Бер! Он так сильно верует.
Слушая слова эти, Бер усмехнулся и своим затуманенным взором стал смотреть на облака.
— Ты говоришь так, Меир, о раввине, — ответил он медленно, — а что же ты скажешь об этом бедном народе, тело которого иссохло от голода, голова которого низко склонилась под тяжестью забот и от презрения, падающего на него в течение двадцати веков, и который все же, как жаждущий к источнику, бежит к реке мудрости, чтобы пить из нее? Ты не спрашивай о том, истинная ли это мудрость или ложная, но ты смотри на то, как он, живя в несчастии, в нужде, среди мелочных забот, жаждет этой мудрости… и как он чтит своих мудрецов, и как он строго исполняет все те заповеди, которые считает священными. Не кажется ли тебе, что у этого народа, глупого, жадного и грязного, великая душа?
Меир поднял голову. Румянец вспыхнул у него на лице, как всегда, когда он бывал, взволнован.
— У израильского народа великая душа, и я люблю его больше своего спокойствия, своего счастья и своей жизни. Ну!.
Тут он остановился на минуту, порывистым движением схватил Бера за плечо и сказал:
— И я знаю, чего не хватает Тодросу, чтобы он со своей великой душой стал великим человеком, и чего не хватает еврейскому народу, чтобы он показал перед миром свое величие. Надо, чтобы их мысли и воспоминания отошли от тех далеких времен, в которых они всегда пребывают, и чтобы они зажили в новом времени, которое уже наступило на земле, и надо, чтобы о головы их ударил своими крыльями Сар-га-Олам, тот ангел познания, который является князем мира!

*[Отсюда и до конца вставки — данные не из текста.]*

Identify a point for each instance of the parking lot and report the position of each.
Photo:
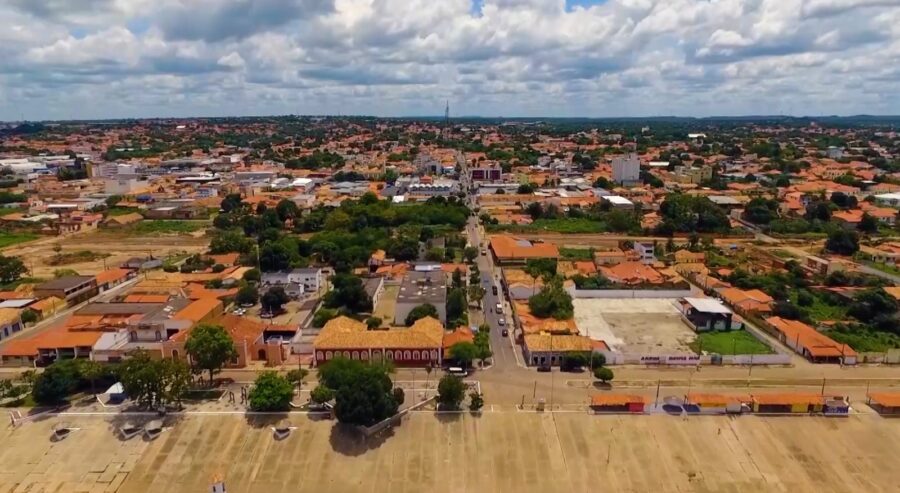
(495, 452)
(635, 326)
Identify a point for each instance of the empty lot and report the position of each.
(497, 452)
(635, 326)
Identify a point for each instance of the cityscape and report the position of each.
(376, 283)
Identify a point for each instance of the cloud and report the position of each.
(399, 57)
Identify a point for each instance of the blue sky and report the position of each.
(151, 58)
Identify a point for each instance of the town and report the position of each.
(586, 293)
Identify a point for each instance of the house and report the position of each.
(745, 301)
(810, 343)
(72, 289)
(706, 314)
(10, 322)
(512, 250)
(618, 403)
(123, 220)
(109, 279)
(549, 349)
(420, 288)
(645, 251)
(419, 345)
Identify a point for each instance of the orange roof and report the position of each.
(886, 399)
(616, 399)
(111, 275)
(146, 298)
(789, 398)
(509, 247)
(198, 310)
(816, 343)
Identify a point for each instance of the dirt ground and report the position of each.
(497, 452)
(119, 245)
(635, 326)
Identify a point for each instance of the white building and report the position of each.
(626, 169)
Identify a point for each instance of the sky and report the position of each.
(89, 59)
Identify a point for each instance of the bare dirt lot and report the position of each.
(119, 245)
(635, 326)
(498, 452)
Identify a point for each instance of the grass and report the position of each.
(164, 226)
(9, 239)
(733, 342)
(577, 253)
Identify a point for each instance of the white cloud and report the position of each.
(509, 57)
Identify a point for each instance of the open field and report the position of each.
(120, 245)
(731, 342)
(9, 239)
(635, 326)
(497, 452)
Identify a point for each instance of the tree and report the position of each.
(451, 391)
(868, 223)
(603, 374)
(552, 301)
(842, 242)
(153, 383)
(210, 348)
(464, 353)
(296, 376)
(247, 295)
(321, 394)
(476, 401)
(421, 311)
(11, 269)
(56, 382)
(271, 393)
(274, 299)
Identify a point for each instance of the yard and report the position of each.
(165, 226)
(9, 239)
(732, 342)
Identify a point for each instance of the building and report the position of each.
(548, 349)
(706, 314)
(626, 169)
(419, 345)
(72, 289)
(421, 288)
(645, 251)
(810, 343)
(10, 322)
(511, 250)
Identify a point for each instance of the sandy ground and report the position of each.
(119, 245)
(497, 452)
(635, 326)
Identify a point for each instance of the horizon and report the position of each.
(114, 59)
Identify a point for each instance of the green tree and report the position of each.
(552, 301)
(270, 393)
(321, 394)
(451, 392)
(247, 295)
(210, 348)
(604, 374)
(464, 353)
(842, 242)
(421, 311)
(11, 269)
(274, 299)
(153, 383)
(296, 376)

Юноша произносил эти слова с пылающим лицом и сверкающими глазами, а Бер всматривался в него глубоким, радостным и одновременно грустным взглядом. Минуту спустя он сказал:
— Когда я смотрю на тебя, Меир, когда я слушаю тебя, мне кажется, что вижу себя самого… когда мне было столько лет, сколько теперь тебе… Я так же, как и ты, сердился и огорчался… Я тоже хотел…
Он замолчал и прикоснулся рукой к груди, а на лбу его появились две глубокие морщины; затуманенный взгляд его устремился, куда-то вдаль… в далекий мир или в прошлое…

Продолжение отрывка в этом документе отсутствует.